Load some packages.
library('mvtnorm')
library('dplyr')
library('ggplot2')
Suppose there are seven inhabited islands. Let \(\theta = \{1, 2, \dots, 7\}\) denote each island. And suppose that the popualtion of \(\theta\) is \(q(\theta) = \theta\). Since \[\sum q(\theta) \neq 1\], \(q\) is not a probability distribution.
After the politician randomly decides the island to visit in the first period, he will
Let’s simulate this in R.
pol_jump <- function(n_sims = 100, init = sample(1:7, size = 1)) {
pop <- c(0, 1:7, 0) # Assume there exist 0th and 8th islands that are uninhabited
current <- init # the initial island
res_df <- data.frame(time = 1:n_sims,
visited = rep(NA, n_sims))
res_df$visited[1] <- current
for (t in 2:n_sims){
proposed <- current + ifelse(rbinom(1, 1, prob = .5), 1, -1)
prob_move <- min(1, pop[proposed + 1] / pop[current + 1])
current <- ifelse(runif(1, 0, 1) < prob_move, proposed, current)
res_df$visited[t] <- current
}
return(res_df)
}
set.seed(2016-11-04)
res <- pol_jump(n_sims = 10000)
Let’s make a trace plot.
trace1 <- ggplot(res, aes(x = time, y = visited)) +
geom_line() + coord_flip()
print(trace1)
trace2 <- ggplot(res, aes(x = log(time), y = visited)) +
geom_line() + xlim(1, log(500)) + ylim(0, 8) + coord_flip()
print(trace2)
## Warning: Removed 9502 rows containing missing values (geom_path).
Let’s discard the first 5,000 samples as burn-in, and visualize the simulated distribution.
hist <- ggplot(filter(res, time > 5000), aes(x = as.factor(visited))) +
geom_bar(width = .2) +
labs(x = 'island', y = 'number of visits')
print(hist)
We’d like to get the posterior distribution \(p(\theta | y)\), where the likelihood is \[y|\theta \sim \mbox{Bin}(n, \theta),\] and the prior is \[\theta \sim \mbox{Beta}(\alpha, \beta).\] Then, the non-normalized posterior \(q(\theta|y)\) can be written as \[q(\theta|y) \propto p(y | \theta) p(\theta) = \theta^{y + \alpha - 1} (1 -\theta)^{n - y + \beta -1}.\]
When \((n, y, \alpha, \beta) = (20, 14, 1, 1)\), the non-normalized posterior becomes \[q(\theta|y) = \theta^{14} (1 -\theta)^{6}.\]
Using this, let’s sample (simulate) the posterior distribution.
First, define the non-normalized posteior.
nonnorm <- function(theta) {
if (theta < 0 | theta > 1) return(0)
else return(theta^14 * (1 - theta)^6)
}
Now, define the MH algorith.
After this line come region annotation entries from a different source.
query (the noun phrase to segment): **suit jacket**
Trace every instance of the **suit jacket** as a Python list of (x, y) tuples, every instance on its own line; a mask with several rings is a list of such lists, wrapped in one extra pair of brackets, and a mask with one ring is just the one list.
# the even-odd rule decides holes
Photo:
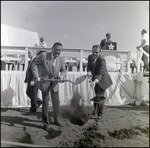
[(29, 63), (27, 71), (26, 71), (26, 77), (24, 82), (28, 83), (27, 84), (27, 90), (26, 90), (26, 94), (28, 95), (28, 97), (31, 98), (31, 89), (33, 88), (33, 86), (30, 86), (30, 82), (34, 80), (33, 74), (32, 74), (32, 70), (31, 70), (31, 65), (33, 64), (33, 61), (35, 60), (35, 58)]
[(92, 68), (92, 54), (88, 56), (88, 66), (87, 66), (87, 72), (92, 72), (92, 80), (98, 79), (98, 85), (103, 89), (106, 90), (108, 87), (112, 85), (112, 80), (110, 78), (110, 75), (108, 74), (108, 71), (106, 69), (106, 61), (105, 59), (100, 55), (96, 62), (95, 62), (95, 68)]
[[(56, 60), (56, 65), (54, 71), (52, 70), (52, 52), (42, 52), (36, 57), (31, 66), (34, 79), (37, 77), (43, 77), (45, 79), (57, 79), (59, 77), (59, 72), (65, 77), (65, 61), (59, 55)], [(58, 82), (43, 81), (38, 83), (38, 88), (46, 92), (49, 88), (50, 83), (52, 83), (54, 92), (59, 91)]]
[[(112, 42), (109, 40), (108, 42)], [(102, 50), (106, 50), (106, 39), (101, 40), (100, 47)]]

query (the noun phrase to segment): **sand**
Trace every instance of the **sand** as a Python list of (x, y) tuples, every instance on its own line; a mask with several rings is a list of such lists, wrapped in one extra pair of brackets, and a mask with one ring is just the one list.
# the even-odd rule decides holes
[[(54, 132), (48, 133), (43, 129), (41, 107), (36, 113), (29, 113), (27, 107), (1, 108), (1, 142), (47, 147), (149, 147), (149, 106), (104, 106), (100, 121), (85, 118), (82, 126), (71, 123), (69, 106), (60, 109), (63, 128), (53, 124), (53, 109), (49, 107)], [(84, 107), (84, 111), (89, 113), (91, 107)], [(19, 147), (1, 143), (1, 147), (8, 146)]]

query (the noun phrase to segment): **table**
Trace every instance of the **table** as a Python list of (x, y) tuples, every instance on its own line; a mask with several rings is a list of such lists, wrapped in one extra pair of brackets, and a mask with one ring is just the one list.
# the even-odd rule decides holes
[[(76, 78), (85, 74), (86, 72), (68, 72), (66, 79), (74, 82)], [(127, 72), (109, 72), (109, 74), (113, 84), (106, 90), (105, 105), (129, 104), (129, 101), (134, 97), (134, 80), (136, 75)], [(24, 79), (24, 71), (1, 71), (1, 107), (30, 106), (30, 99), (26, 95), (27, 84), (24, 83)], [(60, 83), (59, 88), (60, 105), (70, 104), (73, 98), (78, 100), (79, 104), (92, 105), (90, 99), (94, 97), (94, 94), (88, 79), (85, 79), (75, 87), (69, 82)], [(143, 85), (142, 92), (148, 95), (149, 99), (149, 88), (147, 88), (147, 85)], [(40, 91), (38, 96), (41, 97)], [(51, 98), (49, 104), (52, 104)]]

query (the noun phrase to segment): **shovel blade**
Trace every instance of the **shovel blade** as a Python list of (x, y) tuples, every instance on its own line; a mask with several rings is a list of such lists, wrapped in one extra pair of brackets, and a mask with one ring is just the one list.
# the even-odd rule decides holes
[(81, 76), (79, 78), (76, 78), (74, 84), (78, 85), (78, 84), (82, 83), (86, 79), (86, 77), (87, 77), (86, 75), (83, 75), (83, 76)]

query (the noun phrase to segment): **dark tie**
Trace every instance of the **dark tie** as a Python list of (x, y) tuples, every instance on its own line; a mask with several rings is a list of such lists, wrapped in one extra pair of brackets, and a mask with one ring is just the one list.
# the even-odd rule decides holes
[(94, 69), (95, 69), (95, 62), (96, 62), (96, 60), (95, 60), (95, 58), (93, 58), (92, 59), (92, 71), (94, 72)]
[(53, 64), (52, 64), (52, 65), (53, 65), (53, 66), (52, 66), (52, 69), (53, 69), (53, 71), (54, 71), (55, 66), (56, 66), (56, 58), (53, 59)]

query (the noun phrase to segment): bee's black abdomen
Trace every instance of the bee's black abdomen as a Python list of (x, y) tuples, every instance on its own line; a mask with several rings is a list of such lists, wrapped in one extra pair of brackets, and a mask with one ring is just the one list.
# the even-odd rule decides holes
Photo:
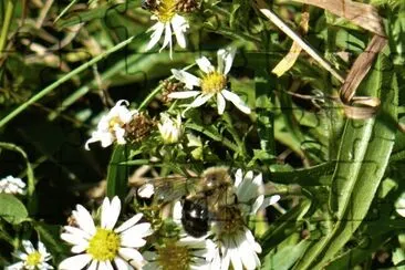
[(208, 207), (201, 200), (185, 199), (183, 204), (181, 224), (188, 235), (205, 236), (209, 230)]

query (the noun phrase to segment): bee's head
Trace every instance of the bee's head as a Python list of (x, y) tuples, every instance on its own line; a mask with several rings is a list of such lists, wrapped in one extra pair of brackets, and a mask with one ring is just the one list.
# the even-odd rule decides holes
[(202, 173), (207, 190), (212, 190), (231, 185), (228, 167), (210, 167)]

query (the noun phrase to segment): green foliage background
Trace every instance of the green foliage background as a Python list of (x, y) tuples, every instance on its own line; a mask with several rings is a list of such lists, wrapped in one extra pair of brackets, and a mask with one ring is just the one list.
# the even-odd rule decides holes
[[(287, 209), (268, 210), (269, 222), (253, 225), (262, 269), (404, 268), (405, 219), (394, 207), (405, 190), (401, 1), (370, 1), (383, 18), (388, 45), (357, 90), (381, 100), (368, 120), (345, 117), (331, 98), (341, 83), (305, 53), (283, 76), (272, 74), (292, 42), (249, 1), (204, 1), (188, 15), (187, 50), (176, 46), (173, 61), (167, 50), (145, 52), (152, 23), (141, 1), (50, 2), (42, 21), (41, 1), (0, 3), (2, 25), (10, 22), (0, 37), (0, 172), (23, 177), (29, 186), (24, 198), (0, 195), (0, 266), (11, 262), (20, 239), (35, 237), (59, 262), (66, 255), (60, 226), (75, 204), (97, 205), (100, 197), (89, 190), (103, 179), (108, 197), (125, 198), (127, 175), (141, 165), (153, 165), (160, 176), (228, 165), (263, 173), (268, 195), (280, 194)], [(272, 1), (271, 9), (298, 29), (301, 3)], [(309, 12), (303, 38), (336, 70), (349, 71), (371, 33), (322, 9)], [(221, 117), (209, 105), (190, 111), (185, 128), (202, 145), (188, 147), (184, 141), (183, 149), (166, 147), (165, 155), (162, 144), (153, 144), (157, 134), (128, 147), (84, 150), (111, 101), (128, 100), (152, 117), (175, 112), (159, 100), (159, 82), (170, 69), (194, 69), (196, 56), (214, 59), (229, 44), (239, 49), (232, 90), (255, 114), (229, 105)], [(384, 255), (388, 259), (381, 259)]]

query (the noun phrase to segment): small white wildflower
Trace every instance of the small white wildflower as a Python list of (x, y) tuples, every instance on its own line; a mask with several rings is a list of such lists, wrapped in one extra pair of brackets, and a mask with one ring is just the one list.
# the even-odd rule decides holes
[(183, 236), (179, 240), (167, 240), (155, 252), (144, 252), (148, 263), (144, 270), (208, 269), (215, 256), (215, 245), (207, 237)]
[(183, 15), (176, 13), (176, 0), (160, 0), (157, 9), (153, 11), (154, 14), (150, 17), (150, 19), (156, 20), (157, 22), (147, 30), (148, 32), (153, 32), (150, 35), (150, 41), (146, 46), (147, 51), (157, 44), (163, 32), (165, 32), (165, 39), (159, 52), (169, 45), (172, 59), (173, 33), (176, 35), (178, 45), (183, 49), (186, 48), (185, 33), (187, 32), (189, 24)]
[(241, 169), (236, 173), (235, 189), (237, 205), (224, 206), (220, 217), (212, 222), (214, 242), (216, 256), (211, 262), (211, 269), (228, 270), (232, 266), (235, 270), (257, 269), (260, 267), (258, 253), (260, 245), (246, 226), (246, 218), (255, 215), (261, 207), (276, 204), (279, 195), (264, 200), (262, 176), (253, 177), (248, 172), (242, 177)]
[(114, 229), (121, 211), (121, 201), (105, 198), (101, 207), (101, 225), (95, 226), (90, 212), (81, 205), (72, 212), (77, 227), (65, 226), (61, 238), (73, 247), (76, 253), (63, 260), (59, 269), (139, 269), (145, 260), (137, 248), (143, 247), (143, 238), (152, 235), (150, 224), (137, 224), (137, 214)]
[(48, 253), (45, 246), (38, 241), (38, 250), (29, 240), (22, 240), (25, 252), (17, 251), (13, 256), (21, 261), (6, 267), (6, 270), (46, 270), (53, 269), (46, 261), (52, 257)]
[(165, 144), (177, 143), (183, 135), (180, 115), (177, 115), (177, 118), (173, 120), (167, 114), (160, 114), (160, 123), (157, 124), (157, 127)]
[[(173, 75), (180, 82), (186, 84), (186, 89), (190, 91), (173, 92), (168, 94), (170, 98), (189, 98), (196, 97), (188, 107), (198, 107), (209, 101), (211, 97), (217, 98), (218, 114), (222, 114), (226, 106), (226, 101), (230, 101), (241, 112), (250, 114), (249, 106), (235, 93), (228, 90), (228, 73), (232, 66), (236, 49), (229, 48), (227, 50), (221, 49), (217, 53), (218, 68), (217, 70), (211, 65), (209, 60), (205, 56), (197, 59), (196, 62), (199, 69), (206, 73), (202, 77), (196, 77), (195, 75), (181, 71), (172, 70)], [(194, 86), (198, 86), (201, 91), (193, 90)]]
[(9, 175), (6, 178), (0, 180), (0, 194), (25, 194), (25, 183), (23, 183), (20, 178), (12, 177)]
[(103, 147), (112, 145), (115, 141), (117, 144), (126, 143), (124, 126), (131, 122), (134, 114), (137, 114), (135, 110), (129, 111), (126, 107), (128, 105), (129, 103), (127, 101), (121, 100), (106, 115), (102, 116), (97, 129), (92, 133), (92, 137), (85, 143), (85, 149), (89, 150), (89, 144), (95, 142), (101, 142)]

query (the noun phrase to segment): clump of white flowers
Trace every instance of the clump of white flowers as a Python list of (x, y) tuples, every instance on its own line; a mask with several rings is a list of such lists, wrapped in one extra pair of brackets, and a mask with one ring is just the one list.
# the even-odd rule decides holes
[(21, 178), (9, 175), (0, 180), (0, 194), (25, 194), (25, 183)]
[(98, 122), (97, 129), (92, 133), (92, 136), (85, 143), (85, 148), (89, 150), (89, 144), (101, 142), (103, 147), (117, 144), (125, 144), (125, 125), (131, 122), (137, 111), (129, 111), (127, 101), (118, 101), (106, 115), (103, 115)]
[(22, 240), (24, 251), (17, 251), (14, 257), (20, 261), (6, 267), (6, 270), (46, 270), (53, 269), (46, 261), (51, 260), (52, 256), (46, 251), (45, 246), (38, 241), (35, 249), (31, 241)]
[(150, 224), (138, 224), (137, 214), (114, 229), (121, 212), (121, 200), (105, 198), (101, 207), (100, 225), (81, 205), (72, 212), (76, 226), (65, 226), (61, 238), (73, 245), (75, 256), (63, 260), (59, 269), (141, 269), (145, 260), (137, 248), (152, 235)]

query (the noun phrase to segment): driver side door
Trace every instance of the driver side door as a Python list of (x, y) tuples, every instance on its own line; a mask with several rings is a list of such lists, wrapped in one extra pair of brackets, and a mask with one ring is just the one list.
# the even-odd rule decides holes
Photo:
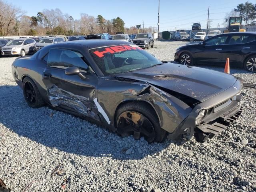
[(221, 65), (223, 63), (223, 51), (228, 36), (218, 36), (211, 38), (198, 45), (195, 53), (198, 64)]
[[(98, 77), (84, 59), (81, 53), (66, 48), (53, 48), (44, 59), (47, 65), (42, 81), (46, 95), (53, 107), (72, 114), (100, 121), (100, 118), (93, 100), (96, 98)], [(68, 75), (67, 68), (75, 66), (84, 77)]]

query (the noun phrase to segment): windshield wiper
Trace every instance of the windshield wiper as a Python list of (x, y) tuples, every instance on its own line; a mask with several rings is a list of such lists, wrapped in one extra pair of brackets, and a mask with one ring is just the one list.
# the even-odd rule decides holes
[(152, 65), (150, 67), (154, 67), (155, 66), (156, 66), (157, 65), (162, 65), (163, 64), (164, 64), (164, 63), (158, 63), (158, 64), (156, 64), (155, 65)]
[(135, 71), (135, 70), (138, 70), (138, 69), (142, 69), (142, 67), (140, 67), (139, 68), (137, 68), (136, 69), (131, 69), (130, 70), (129, 70), (128, 71)]

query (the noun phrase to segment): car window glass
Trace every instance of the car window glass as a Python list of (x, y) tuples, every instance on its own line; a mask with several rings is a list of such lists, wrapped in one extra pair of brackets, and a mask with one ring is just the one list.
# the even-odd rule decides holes
[(255, 40), (255, 36), (251, 35), (233, 35), (231, 36), (229, 44), (246, 43)]
[(108, 75), (152, 67), (162, 63), (133, 44), (90, 50), (91, 56), (102, 73)]
[(23, 44), (24, 44), (24, 45), (27, 45), (29, 43), (29, 42), (28, 42), (28, 40), (27, 39), (27, 40), (25, 40), (24, 41), (24, 43)]
[(47, 60), (48, 60), (48, 54), (47, 53), (47, 54), (46, 54), (42, 59), (43, 60), (44, 60), (44, 61), (45, 61), (46, 62), (47, 62)]
[(78, 67), (82, 72), (88, 72), (89, 67), (80, 53), (65, 49), (52, 49), (49, 52), (47, 65), (52, 67), (66, 69)]
[(225, 44), (227, 35), (215, 37), (205, 42), (205, 45), (220, 45)]

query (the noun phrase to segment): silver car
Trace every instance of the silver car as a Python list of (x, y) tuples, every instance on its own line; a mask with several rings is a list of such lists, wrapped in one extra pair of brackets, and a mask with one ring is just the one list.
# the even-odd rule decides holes
[(34, 51), (36, 52), (46, 45), (64, 41), (65, 41), (65, 40), (62, 37), (50, 37), (43, 38), (39, 42), (35, 44)]
[(36, 42), (33, 39), (14, 39), (1, 48), (1, 54), (2, 55), (20, 55), (24, 57), (26, 54), (33, 52), (34, 45)]

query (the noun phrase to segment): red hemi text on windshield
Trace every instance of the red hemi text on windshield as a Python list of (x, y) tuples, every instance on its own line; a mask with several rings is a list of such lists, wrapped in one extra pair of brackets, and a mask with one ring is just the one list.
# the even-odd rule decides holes
[(120, 51), (128, 51), (130, 50), (135, 50), (136, 49), (142, 50), (141, 48), (135, 45), (118, 45), (113, 47), (107, 47), (104, 49), (104, 50), (100, 52), (96, 51), (93, 52), (99, 57), (104, 56), (104, 54), (106, 53), (109, 53), (112, 54), (115, 53), (118, 53)]

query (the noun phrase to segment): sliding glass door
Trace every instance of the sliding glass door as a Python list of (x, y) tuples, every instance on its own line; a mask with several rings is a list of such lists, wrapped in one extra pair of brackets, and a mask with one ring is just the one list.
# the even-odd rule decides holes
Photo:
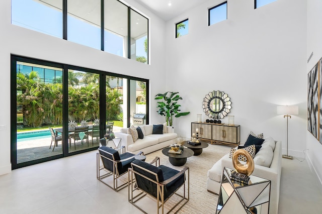
[(97, 149), (100, 138), (148, 121), (148, 80), (11, 57), (13, 169)]
[(68, 152), (99, 146), (100, 76), (68, 70)]
[(62, 154), (62, 69), (17, 61), (17, 164)]

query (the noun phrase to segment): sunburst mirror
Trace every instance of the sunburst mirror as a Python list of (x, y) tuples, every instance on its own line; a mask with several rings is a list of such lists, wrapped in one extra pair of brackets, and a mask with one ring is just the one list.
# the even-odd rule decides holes
[(230, 97), (223, 91), (214, 90), (206, 94), (202, 102), (203, 111), (210, 118), (221, 119), (230, 112)]

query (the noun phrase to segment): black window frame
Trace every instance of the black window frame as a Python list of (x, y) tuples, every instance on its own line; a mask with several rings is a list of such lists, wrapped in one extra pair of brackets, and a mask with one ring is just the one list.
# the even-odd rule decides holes
[[(184, 20), (183, 21), (182, 21), (181, 22), (179, 22), (178, 23), (176, 23), (176, 38), (178, 38), (178, 27), (177, 27), (178, 25), (179, 25), (180, 24), (181, 24), (181, 23), (183, 23), (186, 22), (186, 21), (189, 21), (189, 18), (187, 18), (185, 20)], [(187, 34), (185, 34), (185, 35), (187, 35)], [(184, 35), (182, 35), (182, 36), (184, 36)]]
[(213, 9), (214, 9), (215, 8), (218, 8), (218, 7), (220, 7), (222, 5), (223, 5), (224, 4), (227, 4), (227, 7), (226, 7), (226, 20), (228, 19), (228, 3), (227, 3), (227, 2), (226, 1), (208, 9), (208, 26), (210, 26), (210, 25), (214, 25), (215, 24), (217, 23), (216, 23), (213, 24), (212, 25), (210, 25), (210, 11), (211, 11)]
[[(273, 2), (272, 2), (269, 3), (267, 3), (267, 4), (264, 5), (263, 6), (261, 6), (259, 8), (261, 8), (261, 7), (264, 6), (265, 5), (268, 5), (269, 4), (272, 3), (274, 2), (276, 2), (276, 1), (277, 0), (274, 0)], [(257, 0), (254, 0), (254, 10), (257, 9), (258, 8), (259, 8), (257, 7)]]
[[(67, 24), (67, 16), (68, 16), (68, 11), (67, 11), (67, 0), (61, 0), (62, 1), (62, 39), (65, 40), (67, 40), (67, 41), (69, 41), (68, 40), (68, 34), (67, 34), (67, 28), (68, 28), (68, 24)], [(104, 14), (105, 14), (105, 12), (104, 12), (104, 1), (105, 0), (100, 0), (100, 7), (101, 7), (101, 10), (100, 10), (100, 16), (101, 16), (101, 22), (100, 22), (100, 24), (101, 24), (101, 45), (100, 45), (100, 48), (101, 48), (101, 51), (104, 51), (104, 26), (105, 26), (105, 20), (104, 20)], [(119, 2), (120, 3), (125, 5), (125, 6), (126, 6), (128, 8), (128, 11), (127, 11), (127, 13), (128, 13), (128, 35), (127, 35), (127, 37), (128, 37), (128, 40), (127, 40), (127, 57), (123, 57), (123, 58), (127, 58), (128, 59), (132, 59), (132, 60), (134, 60), (134, 59), (131, 59), (131, 57), (130, 57), (130, 34), (131, 32), (130, 31), (130, 29), (131, 29), (131, 23), (130, 23), (130, 21), (131, 21), (131, 17), (130, 17), (130, 11), (131, 10), (133, 10), (133, 11), (135, 11), (136, 13), (137, 13), (138, 14), (139, 14), (140, 15), (142, 16), (142, 17), (144, 17), (145, 19), (146, 19), (147, 20), (147, 55), (146, 55), (146, 64), (149, 64), (149, 22), (150, 20), (149, 19), (147, 18), (146, 16), (144, 16), (143, 15), (142, 15), (141, 13), (139, 13), (139, 12), (138, 12), (137, 10), (131, 8), (130, 6), (129, 6), (128, 5), (125, 5), (124, 3), (122, 3), (122, 2), (119, 1), (119, 0), (115, 0), (115, 1), (117, 1), (118, 2)], [(21, 27), (21, 26), (20, 26)], [(31, 29), (30, 29), (31, 30)], [(46, 35), (49, 35), (49, 34), (46, 34)], [(84, 44), (80, 44), (81, 45), (84, 45), (86, 46), (87, 47), (89, 47), (89, 46), (87, 46), (86, 45), (84, 45)], [(99, 50), (99, 49), (97, 50)]]

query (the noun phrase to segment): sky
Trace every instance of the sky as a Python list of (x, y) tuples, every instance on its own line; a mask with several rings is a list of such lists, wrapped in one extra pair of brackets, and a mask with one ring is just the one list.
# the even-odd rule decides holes
[[(62, 38), (62, 12), (32, 0), (12, 1), (12, 23)], [(101, 50), (101, 29), (72, 16), (67, 18), (67, 40)], [(122, 37), (104, 32), (105, 51), (123, 56)], [(144, 49), (146, 37), (136, 40), (137, 56), (146, 57)]]
[[(277, 0), (256, 0), (257, 8)], [(210, 11), (210, 25), (227, 19), (227, 4)], [(12, 23), (24, 28), (62, 38), (62, 13), (33, 0), (12, 1)], [(189, 20), (186, 28), (179, 31), (182, 36), (189, 33)], [(67, 18), (67, 39), (101, 50), (101, 29), (72, 16)], [(104, 51), (123, 56), (123, 38), (108, 31), (104, 32)], [(144, 49), (145, 37), (136, 40), (136, 56), (147, 57)], [(126, 57), (127, 56), (125, 56)]]

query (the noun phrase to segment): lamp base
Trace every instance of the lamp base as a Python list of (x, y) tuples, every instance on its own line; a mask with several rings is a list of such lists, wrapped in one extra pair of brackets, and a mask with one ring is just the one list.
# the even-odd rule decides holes
[(288, 159), (293, 160), (293, 156), (288, 155), (283, 155), (282, 157), (283, 158), (287, 158)]

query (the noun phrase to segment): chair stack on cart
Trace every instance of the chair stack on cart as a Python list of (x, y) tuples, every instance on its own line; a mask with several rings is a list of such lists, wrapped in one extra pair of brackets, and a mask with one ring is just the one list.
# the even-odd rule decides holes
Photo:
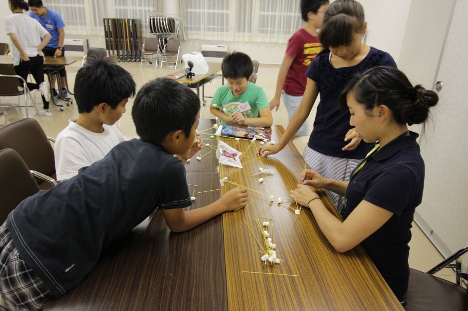
[(139, 62), (142, 46), (141, 22), (134, 18), (104, 18), (106, 48), (118, 62)]

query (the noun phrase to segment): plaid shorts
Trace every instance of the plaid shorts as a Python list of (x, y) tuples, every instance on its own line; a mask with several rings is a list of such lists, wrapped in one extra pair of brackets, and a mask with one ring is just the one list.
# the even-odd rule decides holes
[(0, 294), (6, 307), (12, 310), (42, 309), (51, 296), (50, 291), (21, 259), (6, 222), (0, 227)]

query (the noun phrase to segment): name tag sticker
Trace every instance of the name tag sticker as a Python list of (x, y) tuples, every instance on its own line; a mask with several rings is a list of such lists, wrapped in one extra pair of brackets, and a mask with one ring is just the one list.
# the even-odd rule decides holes
[(250, 104), (248, 103), (248, 101), (239, 104), (237, 106), (237, 108), (238, 108), (239, 111), (241, 112), (247, 111), (247, 110), (250, 110), (251, 109), (252, 109), (250, 107)]

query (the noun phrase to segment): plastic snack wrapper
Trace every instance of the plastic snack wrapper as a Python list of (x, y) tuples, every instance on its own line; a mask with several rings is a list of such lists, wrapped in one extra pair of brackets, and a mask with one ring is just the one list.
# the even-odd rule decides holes
[(218, 144), (218, 150), (216, 151), (216, 157), (220, 160), (220, 163), (230, 166), (242, 168), (240, 162), (240, 156), (242, 154), (232, 148), (224, 142), (220, 141)]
Here we use the random walk \(\mbox{Normal}(0, 0.1^2)\) as the proposal distribution.
bin_sim <- function(n_sims = 100, init = runif(1, 0, 1)) {
current <- init
res_df <- data.frame(time = 1:n_sims,
post_theta = rep(NA, n_sims))
res_df$post_theta[1] <- current
for (t in 2:n_sims) {
prop <- current + rnorm(1, mean = 0, sd = .1)
# use log because the nonnorm can be very small
log_r <- log(nonnorm(prop)) -log(nonnorm(current))
prob_move <- min(1, exp(log_r))
current <- ifelse(runif(1, 0, 1) < prob_move, prop, current)
res_df$post_theta[t] <- current
}
return(res_df)
}
set.seed(2016-11-05)
sim <- bin_sim(n_sims = 10000)
To exmine the behavior of the chain, let’s make a trace plot.
trace <- ggplot(sim, aes(x = time, y = post_theta)) + geom_line()
plot(trace)
Let’s focus on the first half of the chain.
plot(trace %+% filter(sim, time < 5001))
There is no clear indication of non-convergence. Let’s discard the first half of our smaple as burn-in and visualize the posterior distribution.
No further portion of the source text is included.